Interesting about the Wye delta, though. Sounds like it helps a lot.
 
Thought I'd just throw out some info. Haas' rated HP is the 1 minute rating at 180% spindle load. To give some perspective, my 93 VF-0 has a 5HP continuous 100% rating, 7.5HP 30min 150% rating, and 9HP 1min 180% rating. So basically the 7.5HP is really the useful one, since I can run at 7.5HP for 50% of the time. Tool changes are free spindle HP, since they count towards the off duty cycle.

The wye-delta switching isn't really special. They basically took the same logic for the gear box shifting and ran it into contactors. They have a set of contactors that can change the wiring of the motor on the fly, the spindle drive doesn't care or know how the motor is wired, it's just running it normally.

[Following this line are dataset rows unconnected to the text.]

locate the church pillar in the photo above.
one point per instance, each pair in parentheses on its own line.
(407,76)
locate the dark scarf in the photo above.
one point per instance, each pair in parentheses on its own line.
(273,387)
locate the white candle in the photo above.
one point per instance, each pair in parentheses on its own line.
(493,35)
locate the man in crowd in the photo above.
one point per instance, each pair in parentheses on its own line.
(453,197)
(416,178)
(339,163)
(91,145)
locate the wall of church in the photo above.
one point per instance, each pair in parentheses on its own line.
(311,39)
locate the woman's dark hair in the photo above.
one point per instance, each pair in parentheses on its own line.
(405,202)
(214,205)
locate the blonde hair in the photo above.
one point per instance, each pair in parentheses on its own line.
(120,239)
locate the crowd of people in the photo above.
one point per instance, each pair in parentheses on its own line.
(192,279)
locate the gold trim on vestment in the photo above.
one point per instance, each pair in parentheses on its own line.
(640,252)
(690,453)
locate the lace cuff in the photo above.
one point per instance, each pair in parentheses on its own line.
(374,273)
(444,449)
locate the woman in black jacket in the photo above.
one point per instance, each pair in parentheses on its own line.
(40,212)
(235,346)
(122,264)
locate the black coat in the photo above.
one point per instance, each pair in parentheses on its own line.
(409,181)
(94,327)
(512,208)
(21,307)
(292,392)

A 10k spindle is more than likely just a different pulley combination and different bearings, Hardinge does that on the bridgeports CNCs. As for one 7500rpm machine vs the other, it would depend how the fixed phase motor was wired. They may wire the older motors for low speed torque and the new motors switch from the standard phase to the other at high rpms, giving additional torque at top speed. You *could* simply rewire the fixed phase motor to match the other at high speed and you would get the same torque at the same top RPM.

For extra credit you can scam the signals off the IO board for the shifting solenoids and wire your own wye-delta contactors to retrofit the non-dual drive machine. Then you just enable the gearbox shifting in the control, since all controls assume the machine has a gearbox and it's just disabled.
 
It might be worthwhile contacting Haas tech support and going over the parameter settings for the spindle drive on this 'weak machine'. Something sounds out of wack, almost as if the motor were derated.

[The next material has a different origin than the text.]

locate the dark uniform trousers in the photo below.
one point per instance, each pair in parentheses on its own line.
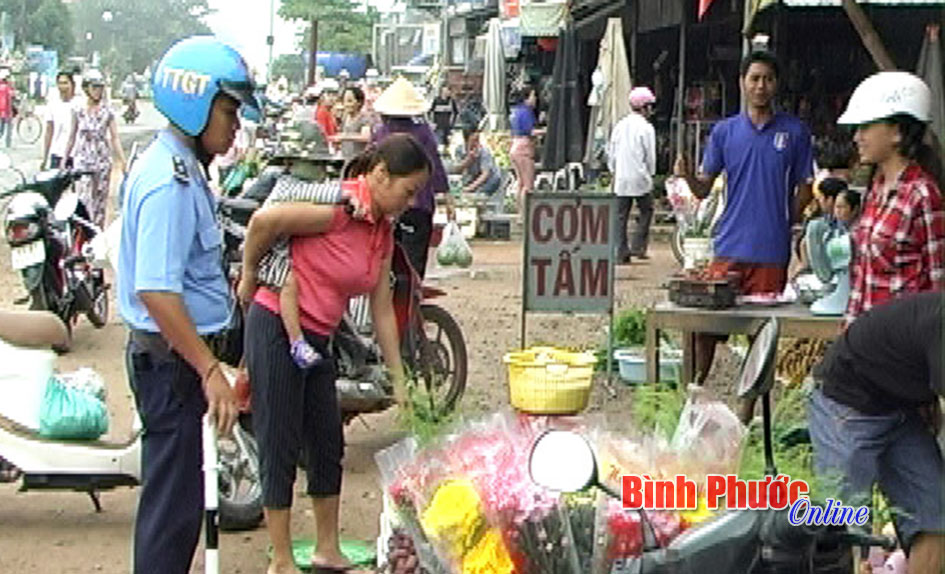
(170,400)
(413,232)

I've had this happen with a Baldor DC spindle drive on a lathe: it would throw an error on startup, so reset, and the thing was gutless. Went into parameters and it had derated the max current setting because it had defaulted to a smaller motor type.
 
So effectively, my VF3 is 3 times slower than my VF2. Same damn decals on the front of the machine, except that the VF2 says "Dual Drive" (I think) and the VF-3 doesn't.